When Kuhn first started renting out houses to Las Vegas visitors there was no law on the books to stop him. That changed in 2018 when the city passed a bylaw that restricted short-term rentals unless it was your primary residence. Kuhn was forced to get out of the Airbnb business and saw all of that income go away with it. The businessman in Kuhn wasn’t done yet, however.

All the while playing in high stakes cash games in Las Vegas, Kuhn also had a stable of students paying upwards of $300 per hour. Over the past several months, Kuhn has been working on taking that online. Throughout his chase of the WSOP leaderboard, Kuhn was also involved in the minutiae of getting ElitePokerCoaching.com off the ground. On August 1, just hours after the WSOP.com bracelet events wrapped up, Kuhn put the site online. Launching a business while in the midst of chasing WSOP glory came down to a few things Kuhn’s previous businesses taught him.
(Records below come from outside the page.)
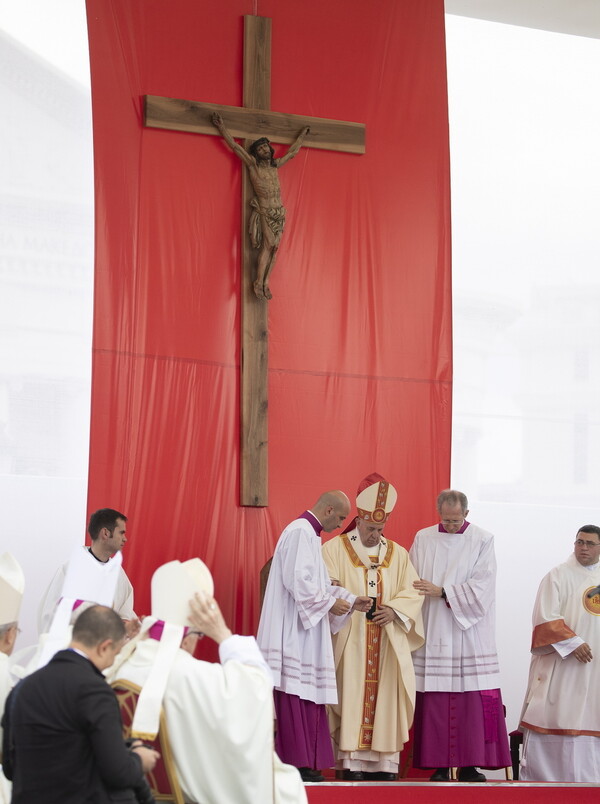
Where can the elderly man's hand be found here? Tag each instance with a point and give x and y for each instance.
(148, 756)
(340, 606)
(583, 653)
(384, 615)
(206, 617)
(362, 604)
(427, 588)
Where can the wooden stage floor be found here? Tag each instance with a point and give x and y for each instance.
(495, 792)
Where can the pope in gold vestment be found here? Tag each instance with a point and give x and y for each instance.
(374, 669)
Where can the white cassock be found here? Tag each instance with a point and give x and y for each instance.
(459, 654)
(561, 713)
(5, 687)
(295, 626)
(220, 719)
(122, 603)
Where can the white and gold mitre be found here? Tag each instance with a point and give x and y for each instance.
(376, 499)
(174, 585)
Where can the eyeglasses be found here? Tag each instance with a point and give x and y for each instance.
(582, 542)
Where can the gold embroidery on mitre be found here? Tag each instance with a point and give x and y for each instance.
(592, 604)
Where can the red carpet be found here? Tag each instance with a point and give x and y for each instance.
(451, 793)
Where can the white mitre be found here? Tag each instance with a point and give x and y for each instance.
(173, 587)
(12, 584)
(376, 501)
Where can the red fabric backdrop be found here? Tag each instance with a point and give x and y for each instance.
(360, 323)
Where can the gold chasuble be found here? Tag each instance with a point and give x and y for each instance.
(374, 671)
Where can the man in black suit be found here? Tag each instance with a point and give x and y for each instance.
(63, 739)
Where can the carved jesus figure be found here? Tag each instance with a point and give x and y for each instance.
(268, 214)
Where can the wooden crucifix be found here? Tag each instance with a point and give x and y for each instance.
(250, 122)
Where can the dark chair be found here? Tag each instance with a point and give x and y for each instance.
(163, 779)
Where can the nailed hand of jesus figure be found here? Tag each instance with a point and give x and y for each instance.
(267, 218)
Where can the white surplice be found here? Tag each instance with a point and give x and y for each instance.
(561, 713)
(295, 626)
(220, 719)
(122, 603)
(459, 654)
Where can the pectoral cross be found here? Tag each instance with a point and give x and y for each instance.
(254, 120)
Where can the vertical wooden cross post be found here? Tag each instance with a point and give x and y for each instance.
(250, 122)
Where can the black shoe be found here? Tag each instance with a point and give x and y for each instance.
(354, 776)
(470, 774)
(311, 775)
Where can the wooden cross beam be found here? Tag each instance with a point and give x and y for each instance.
(252, 121)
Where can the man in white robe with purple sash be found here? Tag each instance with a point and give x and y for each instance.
(375, 675)
(301, 609)
(561, 713)
(459, 716)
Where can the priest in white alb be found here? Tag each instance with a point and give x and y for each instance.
(459, 715)
(374, 669)
(561, 713)
(300, 611)
(12, 585)
(220, 716)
“Not sleeping is one of them. My sleep schedule went down. Thankfully with the Airbnb stuff, I was running that for almost four years. My phone was on all night long and I’ll tell you what, I probably got four hours to five hours sleep. I got pretty used to it,” Kuhn said. “I used to have a (personal assistant) when I had Airbnbs, so that helped me a lot. So, maybe I’ll just get a PA again to help me, because it’s a lot of work and every single video that gets uploaded, that gets uploaded to elitepokercoaching.com, has to be reviewed by me.”

With all the attention a new business needs, Kuhn wanted to stay in Las Vegas and dedicate his time to managing the company rather than travel to Mexico to chase down more WSOP gold on GGPoker. The first few weeks of operation went well enough that late last week Kuhn made the trip south of the border to get back to the tables and cement a place in WSOP history. Clearly little more hard work isn’t going stop him.